23 Mar 2011

Space Battleship Yamato

This live action adaptation of an 80s animated series aims at instant camp classic status. 

Rating: PG (Some Fighting Scenes)

Director: Takashi Yamakazi

Screenplay: Shimako Sato; based on an original series by Leiji Matsumoto and Yoshinobu Nishizaki

Cast: Takuya Kimura, Meisa Kuroki, Toshiro Yanagiba, Tsutomu Yamakazi

Release: 24 March 2011

There is something embarrassing and cringe-worthy about Leiji Matsumoto’s creations. It might have something to do with the taste of overpowering cheese that permeates the characters and their over-dramatic dialogue or the hamfisted preachiness of the plot. So naturally when I learnt that there would be a live action reboot of Space Battleship Yamato (Star Blazers in the US), I couldn’t help but line up to relive my worst childhood memories.

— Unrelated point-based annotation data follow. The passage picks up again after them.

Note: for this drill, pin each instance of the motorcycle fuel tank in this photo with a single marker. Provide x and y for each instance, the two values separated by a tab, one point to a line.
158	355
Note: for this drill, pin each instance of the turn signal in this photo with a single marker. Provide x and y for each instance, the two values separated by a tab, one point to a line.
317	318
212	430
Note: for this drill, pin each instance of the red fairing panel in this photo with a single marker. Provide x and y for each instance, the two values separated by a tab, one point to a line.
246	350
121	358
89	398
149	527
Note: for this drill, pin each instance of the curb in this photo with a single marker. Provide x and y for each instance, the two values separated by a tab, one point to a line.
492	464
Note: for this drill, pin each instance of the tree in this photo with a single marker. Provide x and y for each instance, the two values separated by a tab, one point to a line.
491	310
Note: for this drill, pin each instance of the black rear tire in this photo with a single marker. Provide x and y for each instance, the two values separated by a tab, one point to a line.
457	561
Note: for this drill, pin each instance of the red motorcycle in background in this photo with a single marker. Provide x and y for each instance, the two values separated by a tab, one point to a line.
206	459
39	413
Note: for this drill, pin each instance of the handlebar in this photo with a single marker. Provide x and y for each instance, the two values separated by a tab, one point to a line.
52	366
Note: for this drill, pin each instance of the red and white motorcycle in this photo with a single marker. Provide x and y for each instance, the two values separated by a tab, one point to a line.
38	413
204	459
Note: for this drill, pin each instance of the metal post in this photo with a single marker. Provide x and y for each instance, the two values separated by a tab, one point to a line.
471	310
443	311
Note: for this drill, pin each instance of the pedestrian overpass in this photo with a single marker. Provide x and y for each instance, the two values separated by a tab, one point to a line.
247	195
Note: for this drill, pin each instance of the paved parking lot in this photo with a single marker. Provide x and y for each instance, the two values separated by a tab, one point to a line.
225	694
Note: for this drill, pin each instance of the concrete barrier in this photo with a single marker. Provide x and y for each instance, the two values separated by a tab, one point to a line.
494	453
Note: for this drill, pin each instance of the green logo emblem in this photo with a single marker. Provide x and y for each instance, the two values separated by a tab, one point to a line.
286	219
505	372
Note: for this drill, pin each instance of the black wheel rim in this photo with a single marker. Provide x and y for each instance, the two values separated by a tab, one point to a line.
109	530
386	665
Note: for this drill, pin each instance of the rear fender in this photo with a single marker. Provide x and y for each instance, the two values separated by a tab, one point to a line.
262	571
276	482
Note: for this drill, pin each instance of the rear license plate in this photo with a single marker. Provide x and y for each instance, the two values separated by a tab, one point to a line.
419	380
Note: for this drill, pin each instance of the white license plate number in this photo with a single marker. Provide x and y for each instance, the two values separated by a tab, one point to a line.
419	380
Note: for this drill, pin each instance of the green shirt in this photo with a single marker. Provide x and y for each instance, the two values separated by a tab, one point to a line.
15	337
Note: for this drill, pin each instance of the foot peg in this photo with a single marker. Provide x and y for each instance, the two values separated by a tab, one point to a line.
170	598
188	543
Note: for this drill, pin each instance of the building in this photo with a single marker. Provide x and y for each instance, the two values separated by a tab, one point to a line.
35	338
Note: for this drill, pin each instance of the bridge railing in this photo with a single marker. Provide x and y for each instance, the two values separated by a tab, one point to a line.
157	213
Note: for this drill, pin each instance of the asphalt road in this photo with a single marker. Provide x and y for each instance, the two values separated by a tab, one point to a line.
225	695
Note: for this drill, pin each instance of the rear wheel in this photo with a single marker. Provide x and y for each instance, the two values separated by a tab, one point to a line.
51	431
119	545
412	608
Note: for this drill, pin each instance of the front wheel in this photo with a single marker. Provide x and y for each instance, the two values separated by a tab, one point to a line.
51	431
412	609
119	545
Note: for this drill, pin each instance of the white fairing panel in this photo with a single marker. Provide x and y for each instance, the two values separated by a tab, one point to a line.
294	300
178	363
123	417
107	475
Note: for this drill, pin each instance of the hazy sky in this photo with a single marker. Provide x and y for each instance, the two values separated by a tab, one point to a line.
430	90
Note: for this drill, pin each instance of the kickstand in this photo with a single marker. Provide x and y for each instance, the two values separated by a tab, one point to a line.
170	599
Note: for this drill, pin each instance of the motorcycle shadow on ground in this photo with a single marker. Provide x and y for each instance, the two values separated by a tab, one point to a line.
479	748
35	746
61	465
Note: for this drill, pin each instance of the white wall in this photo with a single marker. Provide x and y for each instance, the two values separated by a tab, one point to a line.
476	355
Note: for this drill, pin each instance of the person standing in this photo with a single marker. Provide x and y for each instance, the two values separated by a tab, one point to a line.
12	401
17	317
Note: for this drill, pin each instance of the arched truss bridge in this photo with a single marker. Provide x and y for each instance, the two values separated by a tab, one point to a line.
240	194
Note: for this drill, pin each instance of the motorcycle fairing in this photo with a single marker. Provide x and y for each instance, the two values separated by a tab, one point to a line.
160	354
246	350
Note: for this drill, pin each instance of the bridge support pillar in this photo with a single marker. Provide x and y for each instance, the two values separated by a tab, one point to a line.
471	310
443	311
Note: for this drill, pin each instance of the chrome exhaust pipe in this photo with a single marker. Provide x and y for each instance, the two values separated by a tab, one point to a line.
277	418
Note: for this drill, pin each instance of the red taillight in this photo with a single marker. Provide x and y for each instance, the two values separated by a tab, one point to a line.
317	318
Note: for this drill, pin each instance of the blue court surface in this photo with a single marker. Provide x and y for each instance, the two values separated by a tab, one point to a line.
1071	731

Playing the anti-authoritarian protagonist Kodai, Gatsby model Takuya Kimura leads a cast of veteran television stars on a mission to save the earth from certain doom. As in the original series, the endgame phase of a space war with an alien race has Earth slowly irradiated to a dry, glowing, lifeless crisp by alien missiles. As second in command of the refitted WW2 battleship, Koda must run the gauntlet of the alien enemy force as the ship races from Earth to the Large Megallanic Cloud to find the cure for doomed humanity.

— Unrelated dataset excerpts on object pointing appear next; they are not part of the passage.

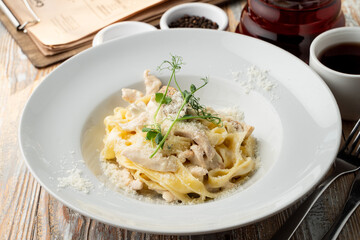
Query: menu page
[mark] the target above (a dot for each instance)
(67, 21)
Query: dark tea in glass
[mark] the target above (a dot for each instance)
(289, 24)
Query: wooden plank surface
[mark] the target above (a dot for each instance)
(27, 211)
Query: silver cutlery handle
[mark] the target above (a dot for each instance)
(294, 221)
(339, 223)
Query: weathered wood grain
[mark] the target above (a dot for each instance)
(27, 211)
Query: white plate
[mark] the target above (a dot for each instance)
(297, 124)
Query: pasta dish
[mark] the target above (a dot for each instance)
(167, 144)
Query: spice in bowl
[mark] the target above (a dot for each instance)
(188, 21)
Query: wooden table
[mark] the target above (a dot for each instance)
(27, 211)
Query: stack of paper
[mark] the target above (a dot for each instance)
(65, 25)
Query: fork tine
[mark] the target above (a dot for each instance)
(353, 146)
(351, 135)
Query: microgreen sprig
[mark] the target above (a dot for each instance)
(154, 131)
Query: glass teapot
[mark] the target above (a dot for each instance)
(290, 24)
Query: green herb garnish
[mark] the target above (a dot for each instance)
(154, 131)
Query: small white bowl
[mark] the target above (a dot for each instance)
(206, 10)
(120, 30)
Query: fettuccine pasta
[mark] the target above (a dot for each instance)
(199, 159)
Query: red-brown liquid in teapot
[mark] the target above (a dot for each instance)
(290, 24)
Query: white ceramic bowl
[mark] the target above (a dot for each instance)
(57, 125)
(345, 87)
(120, 30)
(206, 10)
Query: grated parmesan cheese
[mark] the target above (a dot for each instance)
(255, 79)
(75, 181)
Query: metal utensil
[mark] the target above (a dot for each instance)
(343, 164)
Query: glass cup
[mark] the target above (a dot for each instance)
(344, 86)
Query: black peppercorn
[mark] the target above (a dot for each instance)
(193, 22)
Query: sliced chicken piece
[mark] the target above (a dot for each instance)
(171, 90)
(168, 196)
(136, 184)
(247, 128)
(152, 83)
(131, 95)
(136, 123)
(198, 172)
(157, 163)
(241, 126)
(135, 109)
(188, 154)
(204, 153)
(198, 156)
(199, 138)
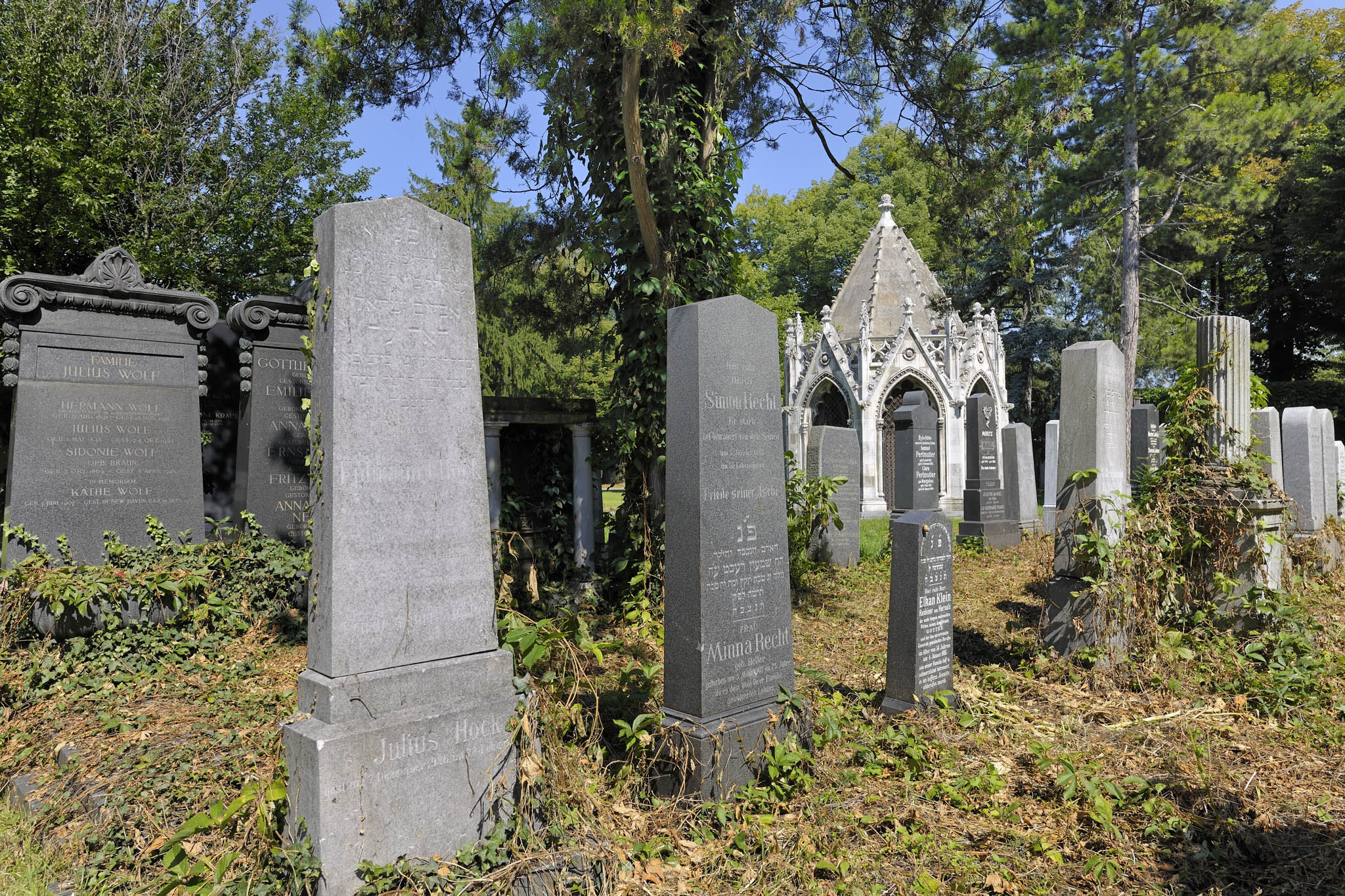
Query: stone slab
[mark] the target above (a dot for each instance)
(1302, 449)
(397, 402)
(730, 639)
(919, 612)
(1266, 441)
(1020, 477)
(834, 450)
(273, 438)
(1049, 471)
(915, 454)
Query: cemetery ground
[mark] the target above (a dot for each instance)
(1211, 767)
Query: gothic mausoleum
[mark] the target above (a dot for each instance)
(891, 331)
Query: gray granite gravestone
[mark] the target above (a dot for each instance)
(272, 440)
(1268, 444)
(1021, 477)
(834, 450)
(403, 743)
(1048, 475)
(1302, 448)
(1093, 437)
(106, 373)
(1146, 442)
(730, 637)
(985, 504)
(1327, 433)
(920, 612)
(219, 419)
(915, 429)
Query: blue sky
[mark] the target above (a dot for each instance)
(397, 147)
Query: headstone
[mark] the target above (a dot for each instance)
(106, 372)
(1093, 437)
(1021, 477)
(920, 612)
(1146, 442)
(219, 421)
(985, 504)
(1327, 433)
(403, 744)
(273, 440)
(1223, 355)
(1340, 476)
(915, 430)
(1048, 475)
(1302, 446)
(834, 450)
(1268, 444)
(730, 641)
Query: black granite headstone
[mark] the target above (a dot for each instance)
(1146, 441)
(834, 450)
(730, 640)
(984, 503)
(219, 419)
(920, 613)
(272, 436)
(916, 454)
(106, 373)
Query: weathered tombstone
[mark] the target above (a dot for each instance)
(1146, 441)
(219, 422)
(1093, 437)
(1266, 442)
(1327, 433)
(1223, 355)
(403, 744)
(920, 612)
(915, 430)
(1021, 477)
(1302, 448)
(834, 450)
(730, 643)
(1048, 475)
(272, 440)
(985, 503)
(106, 373)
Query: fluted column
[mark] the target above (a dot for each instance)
(493, 469)
(1223, 354)
(581, 444)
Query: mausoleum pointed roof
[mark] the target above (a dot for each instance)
(887, 273)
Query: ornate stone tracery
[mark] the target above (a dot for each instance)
(891, 324)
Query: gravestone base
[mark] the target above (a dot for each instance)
(712, 758)
(894, 707)
(1072, 621)
(412, 761)
(997, 534)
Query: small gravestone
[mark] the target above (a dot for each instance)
(1302, 448)
(1048, 475)
(219, 422)
(834, 450)
(273, 441)
(1021, 477)
(920, 612)
(730, 637)
(403, 744)
(1266, 442)
(985, 503)
(1146, 442)
(106, 372)
(1093, 437)
(1327, 433)
(915, 429)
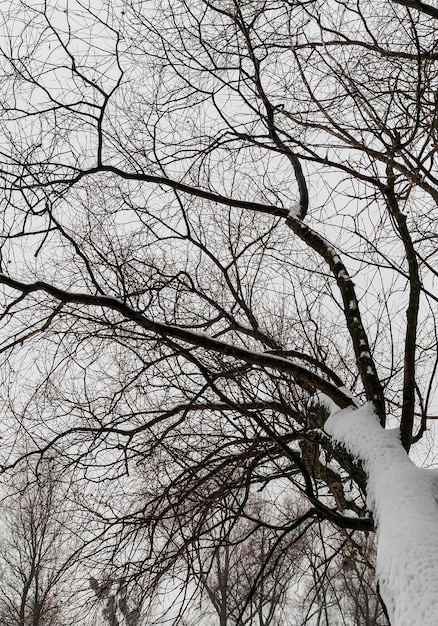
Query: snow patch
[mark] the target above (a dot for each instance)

While technically a space opera, Space Battleship Yamato has the heart of a disaster movie. True to the original series, the film repeatedly preaches stoicism and the virtues of taking one for the team. Characters of varying importance have a habit of making grand speeches before expiring heroically on screen while they are saluted by teary-eyed colleagues. Moments like this are made even more poignant by the tendency of the cast to go for broke every chance they get to overact in typical Japanese sci-fi television style.

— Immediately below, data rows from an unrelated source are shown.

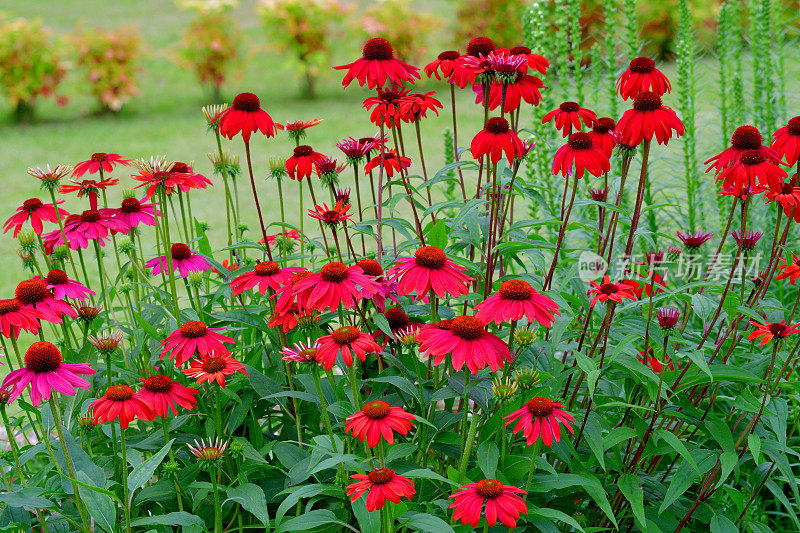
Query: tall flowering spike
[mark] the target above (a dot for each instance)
(642, 75)
(245, 116)
(377, 65)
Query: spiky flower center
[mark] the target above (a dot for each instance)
(489, 488)
(376, 410)
(540, 406)
(42, 357)
(646, 101)
(247, 102)
(378, 49)
(334, 272)
(516, 289)
(193, 329)
(468, 328)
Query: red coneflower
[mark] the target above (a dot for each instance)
(121, 403)
(642, 75)
(516, 299)
(244, 116)
(380, 485)
(214, 367)
(568, 116)
(502, 503)
(194, 338)
(378, 420)
(786, 141)
(580, 154)
(377, 65)
(443, 64)
(769, 330)
(347, 340)
(390, 162)
(609, 290)
(301, 164)
(99, 161)
(162, 392)
(541, 417)
(467, 342)
(37, 212)
(495, 138)
(430, 270)
(648, 118)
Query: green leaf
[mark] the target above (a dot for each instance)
(252, 499)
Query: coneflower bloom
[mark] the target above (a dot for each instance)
(430, 270)
(194, 338)
(496, 138)
(37, 212)
(649, 118)
(331, 216)
(377, 66)
(213, 368)
(182, 259)
(503, 503)
(62, 287)
(99, 161)
(347, 340)
(163, 393)
(541, 417)
(380, 485)
(34, 294)
(609, 290)
(467, 342)
(570, 116)
(390, 162)
(121, 403)
(580, 154)
(376, 420)
(265, 275)
(772, 330)
(301, 164)
(443, 64)
(46, 372)
(245, 116)
(14, 317)
(786, 141)
(642, 75)
(514, 300)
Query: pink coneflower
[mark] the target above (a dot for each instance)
(346, 340)
(609, 290)
(495, 139)
(14, 317)
(266, 275)
(502, 503)
(642, 75)
(194, 338)
(213, 368)
(162, 392)
(183, 261)
(62, 287)
(430, 270)
(467, 342)
(37, 212)
(569, 116)
(46, 372)
(377, 66)
(378, 420)
(244, 116)
(541, 417)
(380, 485)
(99, 161)
(514, 300)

When done to these extremes, the film does serve as a campy tribute to an embarrassing 70’s animated series. This is topped only by the retro set design of the spaceship, which uses periscopes in lieu of a radar screen, walkie talkies for ship communication, gun grips with actual triggers for a targeting system. The combination of an overserious premise played for keeps by an overacting cast in a retro set ensures that this film will be a camp classic years from now.